Existe, porém, uma explicação jurídica para isso: a lei está em vigor até que seja extinta. Também a Lei de Imprensa era usada para processar jornalistas ou exigir direito de resposta, até ser revogada. Por isso mesmo, deve ser extinta. O ministro Gilmar Mendes, que é o relator de ações no Supremo que pedem que a LSN seja revogada, deu cinco dias para que o Ministério da Justiça justifique o uso da lei contra os que supostamente ofenderam o presidente da República.
Para o ministro Luís Roberto Barroso, a Lei de Segurança Nacional precisa de uma revisão, ou mesmo revogação completa, para sanar as “inconstitucionalidades variadas”. Ele falou em seminário virtual do Instituto Brasileiro de Ciências Criminais, considerando a LSN “uma obsessão mais com a segurança do Estado do que com a institucionalização da democracia e com o exercício pleno da cidadania”.

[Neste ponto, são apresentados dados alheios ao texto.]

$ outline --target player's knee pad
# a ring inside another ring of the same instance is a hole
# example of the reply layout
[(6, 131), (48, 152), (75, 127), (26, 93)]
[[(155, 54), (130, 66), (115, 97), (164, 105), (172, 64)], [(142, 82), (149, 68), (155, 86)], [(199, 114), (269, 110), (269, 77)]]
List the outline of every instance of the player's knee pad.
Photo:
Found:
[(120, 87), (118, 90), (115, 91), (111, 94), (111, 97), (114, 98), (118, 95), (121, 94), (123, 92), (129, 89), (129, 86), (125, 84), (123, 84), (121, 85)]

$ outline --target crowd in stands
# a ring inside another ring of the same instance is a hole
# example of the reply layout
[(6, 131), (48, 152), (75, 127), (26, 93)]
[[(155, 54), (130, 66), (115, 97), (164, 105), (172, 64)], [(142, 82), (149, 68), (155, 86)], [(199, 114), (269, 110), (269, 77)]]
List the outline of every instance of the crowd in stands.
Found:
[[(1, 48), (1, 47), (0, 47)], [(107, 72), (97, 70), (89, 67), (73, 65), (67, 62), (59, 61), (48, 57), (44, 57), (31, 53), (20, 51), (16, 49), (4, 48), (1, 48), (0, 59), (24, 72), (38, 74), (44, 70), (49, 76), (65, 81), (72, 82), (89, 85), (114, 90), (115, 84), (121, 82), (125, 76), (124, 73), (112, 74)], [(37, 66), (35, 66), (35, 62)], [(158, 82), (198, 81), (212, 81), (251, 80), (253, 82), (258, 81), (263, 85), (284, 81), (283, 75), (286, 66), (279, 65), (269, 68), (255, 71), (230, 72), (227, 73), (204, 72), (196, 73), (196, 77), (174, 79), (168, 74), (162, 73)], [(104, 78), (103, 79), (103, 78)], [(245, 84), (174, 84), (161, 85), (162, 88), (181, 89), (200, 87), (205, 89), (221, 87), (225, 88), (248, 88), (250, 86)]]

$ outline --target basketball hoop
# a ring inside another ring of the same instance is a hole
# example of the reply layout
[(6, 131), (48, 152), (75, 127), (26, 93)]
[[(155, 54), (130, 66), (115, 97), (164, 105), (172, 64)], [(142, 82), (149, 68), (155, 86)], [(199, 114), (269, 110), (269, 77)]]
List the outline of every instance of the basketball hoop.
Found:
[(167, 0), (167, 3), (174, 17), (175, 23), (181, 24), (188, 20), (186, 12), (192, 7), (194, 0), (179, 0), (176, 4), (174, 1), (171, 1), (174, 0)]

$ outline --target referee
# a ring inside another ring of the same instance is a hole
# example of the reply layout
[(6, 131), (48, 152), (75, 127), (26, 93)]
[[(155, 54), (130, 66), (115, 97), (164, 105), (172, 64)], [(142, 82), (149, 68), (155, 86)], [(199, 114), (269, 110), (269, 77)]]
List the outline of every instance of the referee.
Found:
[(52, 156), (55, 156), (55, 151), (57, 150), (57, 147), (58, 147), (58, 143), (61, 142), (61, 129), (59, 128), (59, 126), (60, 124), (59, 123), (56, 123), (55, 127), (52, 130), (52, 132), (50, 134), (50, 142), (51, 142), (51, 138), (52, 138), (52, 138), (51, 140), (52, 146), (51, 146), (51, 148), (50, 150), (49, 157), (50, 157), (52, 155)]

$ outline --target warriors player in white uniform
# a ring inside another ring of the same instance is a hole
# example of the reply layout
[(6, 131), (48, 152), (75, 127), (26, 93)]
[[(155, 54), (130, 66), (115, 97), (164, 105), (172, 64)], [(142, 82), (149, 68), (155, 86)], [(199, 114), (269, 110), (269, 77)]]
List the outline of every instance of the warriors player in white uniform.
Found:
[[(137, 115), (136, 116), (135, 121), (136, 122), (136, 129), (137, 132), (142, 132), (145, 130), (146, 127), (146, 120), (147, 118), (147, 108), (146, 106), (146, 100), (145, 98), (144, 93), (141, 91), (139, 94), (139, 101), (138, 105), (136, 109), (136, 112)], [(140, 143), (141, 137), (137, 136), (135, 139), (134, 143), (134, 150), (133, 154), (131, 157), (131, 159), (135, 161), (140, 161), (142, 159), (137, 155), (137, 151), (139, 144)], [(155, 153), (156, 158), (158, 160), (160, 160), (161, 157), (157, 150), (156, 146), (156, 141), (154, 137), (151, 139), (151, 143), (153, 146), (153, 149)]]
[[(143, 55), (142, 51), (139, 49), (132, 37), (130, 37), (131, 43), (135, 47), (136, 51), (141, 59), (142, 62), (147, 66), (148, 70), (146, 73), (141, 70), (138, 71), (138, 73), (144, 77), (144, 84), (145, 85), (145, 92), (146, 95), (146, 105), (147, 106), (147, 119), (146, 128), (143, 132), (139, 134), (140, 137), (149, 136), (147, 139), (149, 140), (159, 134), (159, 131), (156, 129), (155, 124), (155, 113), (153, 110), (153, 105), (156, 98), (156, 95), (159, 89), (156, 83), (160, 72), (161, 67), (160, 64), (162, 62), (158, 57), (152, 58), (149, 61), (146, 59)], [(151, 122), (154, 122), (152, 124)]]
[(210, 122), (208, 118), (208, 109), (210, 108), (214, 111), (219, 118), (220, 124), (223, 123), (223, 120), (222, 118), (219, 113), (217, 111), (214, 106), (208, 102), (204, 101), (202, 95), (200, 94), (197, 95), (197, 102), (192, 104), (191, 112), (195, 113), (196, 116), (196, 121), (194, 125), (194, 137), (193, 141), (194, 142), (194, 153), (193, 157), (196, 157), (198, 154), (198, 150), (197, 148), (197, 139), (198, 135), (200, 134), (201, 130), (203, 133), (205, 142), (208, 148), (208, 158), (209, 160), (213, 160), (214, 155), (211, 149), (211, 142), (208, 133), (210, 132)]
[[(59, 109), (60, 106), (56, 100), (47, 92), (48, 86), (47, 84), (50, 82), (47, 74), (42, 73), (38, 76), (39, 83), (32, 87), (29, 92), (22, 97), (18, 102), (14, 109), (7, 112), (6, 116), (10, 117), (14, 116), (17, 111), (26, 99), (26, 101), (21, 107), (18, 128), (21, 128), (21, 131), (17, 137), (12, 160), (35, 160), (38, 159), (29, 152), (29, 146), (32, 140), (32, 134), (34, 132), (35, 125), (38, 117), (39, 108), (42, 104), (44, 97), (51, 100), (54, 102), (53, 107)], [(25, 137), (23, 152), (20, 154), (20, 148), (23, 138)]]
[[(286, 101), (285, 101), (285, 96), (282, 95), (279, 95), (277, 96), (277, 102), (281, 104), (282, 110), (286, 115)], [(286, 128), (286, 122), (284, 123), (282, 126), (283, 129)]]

Ao afirmar que a LSN não se coaduna com a atualidade da sociedade brasileira, o ministro Barroso está entrando numa questão jurídica que vem sendo debatida desde a promulgação da Constituição de 1988: a recepção das leis anteriores. O jurista Marcelo Cerqueira, ex-deputado federal e advogado de presos políticos, que atuou na Constituinte como assessor, defende desde sua tese de 1994, com que foi aprovado como professor titular da Universidade Federal Fluminense, que, como definiu o jurista austríaco Hans Kelsen, as leis incompatíveis com o espírito de uma nova Constituição não são “recepcionadas”por ela, e considera que a Lei de Segurança Nacional (LSN) é uma delas e deveria ser tratada não apenas como inconstitucional, mas “ilegal”.
Para ele, “há um direito novo que o pacto político alargou e que a Constituição refletiu. Os novos preceitos constitucionais permitem uma outra leitura do direito, um novo impulso em que as regras velhas se vestem com novas roupagens para ser aceitas na festa da democracia”.